The principle from P&P Property Ltd v Owen White & Catlin LLP [2018] EWCA Civ 1082 and Dreamvar (UK) Ltd v Mishcon de Reya [2018] EWCA Civ 1082 governed. Both seller’s and purchaser’s solicitors held the completion monies on trust on terms that required completion of a genuine transaction. A fraudulent seller meant the trust terms were not satisfied, and the seller’s solicitor was liable for breach of trust regardless of whether ID checks had been carried out competently. The claimant’s solicitors leaned heavily on the strict-liability framing.
Notification was made within four working days of the firm being contacted by the real Mr K’s solicitors, comfortably inside the section 5 Insurance Act 2015 requirements and the SRA Minimum Terms and Conditions (MTC) on prompt notification. The MTC wording cannot exclude losses arising from dishonesty of third parties acting on the firm’s instructions, and breach of trust on completion monies is squarely a covered head.
The £2m each-and-every-claim limit was untroubled by the quantum. The £15,000 self-insured excess applied. Defence costs were paid on an “in addition to limit” basis, as the firm’s MTC-compliant wording required. The insurer instructed leading conveyancing PI defence counsel and, after detailed argument on the apportionment between buyer’s and seller’s solicitors and a brief mediation, the seller’s-side liability settled at approximately 60% of the recoverable loss — around £316,000 inclusive of interest and contribution to the claimant’s costs.

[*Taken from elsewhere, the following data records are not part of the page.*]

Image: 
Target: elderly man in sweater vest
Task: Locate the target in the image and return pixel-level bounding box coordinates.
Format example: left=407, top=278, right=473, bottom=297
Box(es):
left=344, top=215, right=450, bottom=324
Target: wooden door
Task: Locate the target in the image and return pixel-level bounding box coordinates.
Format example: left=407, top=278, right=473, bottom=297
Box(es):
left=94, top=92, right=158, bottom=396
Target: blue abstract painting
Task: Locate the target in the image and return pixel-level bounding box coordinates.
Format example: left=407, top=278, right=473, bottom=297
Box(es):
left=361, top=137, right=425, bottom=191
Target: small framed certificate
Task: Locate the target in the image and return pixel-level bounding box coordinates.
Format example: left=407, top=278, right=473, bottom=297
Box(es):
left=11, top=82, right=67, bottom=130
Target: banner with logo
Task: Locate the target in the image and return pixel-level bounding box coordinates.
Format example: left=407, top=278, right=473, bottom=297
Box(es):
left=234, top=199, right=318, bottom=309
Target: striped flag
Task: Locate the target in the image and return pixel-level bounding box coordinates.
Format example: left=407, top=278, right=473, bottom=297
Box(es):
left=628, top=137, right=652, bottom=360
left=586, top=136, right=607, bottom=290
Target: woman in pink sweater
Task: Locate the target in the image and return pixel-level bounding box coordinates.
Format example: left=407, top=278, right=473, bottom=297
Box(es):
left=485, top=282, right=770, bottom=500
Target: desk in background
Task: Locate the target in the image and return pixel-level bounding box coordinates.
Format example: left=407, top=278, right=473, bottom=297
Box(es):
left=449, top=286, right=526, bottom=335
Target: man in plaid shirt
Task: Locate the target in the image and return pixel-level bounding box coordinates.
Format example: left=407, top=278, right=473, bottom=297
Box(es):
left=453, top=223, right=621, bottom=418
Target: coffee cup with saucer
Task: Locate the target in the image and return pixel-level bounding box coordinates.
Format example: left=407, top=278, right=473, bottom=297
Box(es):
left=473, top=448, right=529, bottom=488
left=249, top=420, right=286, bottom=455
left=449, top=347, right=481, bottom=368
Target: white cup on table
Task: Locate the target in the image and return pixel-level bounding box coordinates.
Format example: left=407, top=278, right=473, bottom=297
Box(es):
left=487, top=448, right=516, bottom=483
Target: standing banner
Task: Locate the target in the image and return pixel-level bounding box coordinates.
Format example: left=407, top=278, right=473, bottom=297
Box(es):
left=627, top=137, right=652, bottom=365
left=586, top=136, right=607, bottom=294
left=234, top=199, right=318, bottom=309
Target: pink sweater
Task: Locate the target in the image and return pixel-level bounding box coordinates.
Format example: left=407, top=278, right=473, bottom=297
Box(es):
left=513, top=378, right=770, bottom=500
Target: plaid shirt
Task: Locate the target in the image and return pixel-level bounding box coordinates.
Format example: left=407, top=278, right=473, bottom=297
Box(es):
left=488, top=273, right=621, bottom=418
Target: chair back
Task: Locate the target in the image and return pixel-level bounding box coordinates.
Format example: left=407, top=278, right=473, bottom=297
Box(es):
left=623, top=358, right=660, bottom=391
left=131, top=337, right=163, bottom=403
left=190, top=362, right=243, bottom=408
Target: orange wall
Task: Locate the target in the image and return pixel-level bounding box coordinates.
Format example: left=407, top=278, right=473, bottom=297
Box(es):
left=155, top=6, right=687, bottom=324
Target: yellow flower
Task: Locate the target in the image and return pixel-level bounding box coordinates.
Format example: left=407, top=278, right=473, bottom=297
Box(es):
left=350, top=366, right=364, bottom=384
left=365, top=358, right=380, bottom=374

There was no aggregation argument; this was a single unifying event. The insurer waived its rights under the firm’s “innocent partner” clause given clear evidence the conveyancing executive had followed the firm’s documented procedure, even though that procedure was retrospectively judged inadequate against post-Dreamvar standards.
The matter resolved by Tomlin order after mediation. The SRA opened an investigation, which closed with a Letter of Advice rather than disciplinary action, accepting that the firm had since materially upgraded its ID and source-of-instruction procedures. The firm’s PI renewal six months later saw the premium rate-on-fees rise by approximately 47% and the excess double, and one of the firm’s previous panel insurers declined to quote. Two replacement markets were sourced and the firm continues to trade with no restriction on its conveyancing work.
Three points carry across the profession. First, electronic ID checks are necessary but not sufficient against sophisticated impersonation; absent-owner, mortgage-free, tenanted properties remain the highest-risk category and warrant additional steps — video verification, contemporaneous correspondence trail, and a second-channel call to a previously verified number. Second, the firm’s PI wording should be benchmarked annually against MTC for any unintended narrowing — bolt-on cyber and crime wordings sometimes purport to be the “lead” cover for impersonation, but the MTC is the senior wording and ought to respond first. Third, when notifying, the wording of the notification letter matters: notifying “a claim” prematurely can crystallise issues the insurer wanted ranged more broadly under a “circumstance” notification. Get coverage advice on the form of notification before sending.
We would have read the firm’s renewal disclosure carefully alongside the firm’s own conveyancing risk MI — the volume of tenanted, mortgage-free, absent-owner sales is a question every solicitor PI underwriter is now asking. At the point of incident, we sit alongside the firm in framing the section 5 notification and managing the SRA touchpoint. At the following renewal we would have approached an explicitly broader market than the two-or-three insurer rotation many firms accept by default — the difference between three quotes and seven on a post-Dreamvar conveyancer is typically a six-figure decision over a three-year cycle.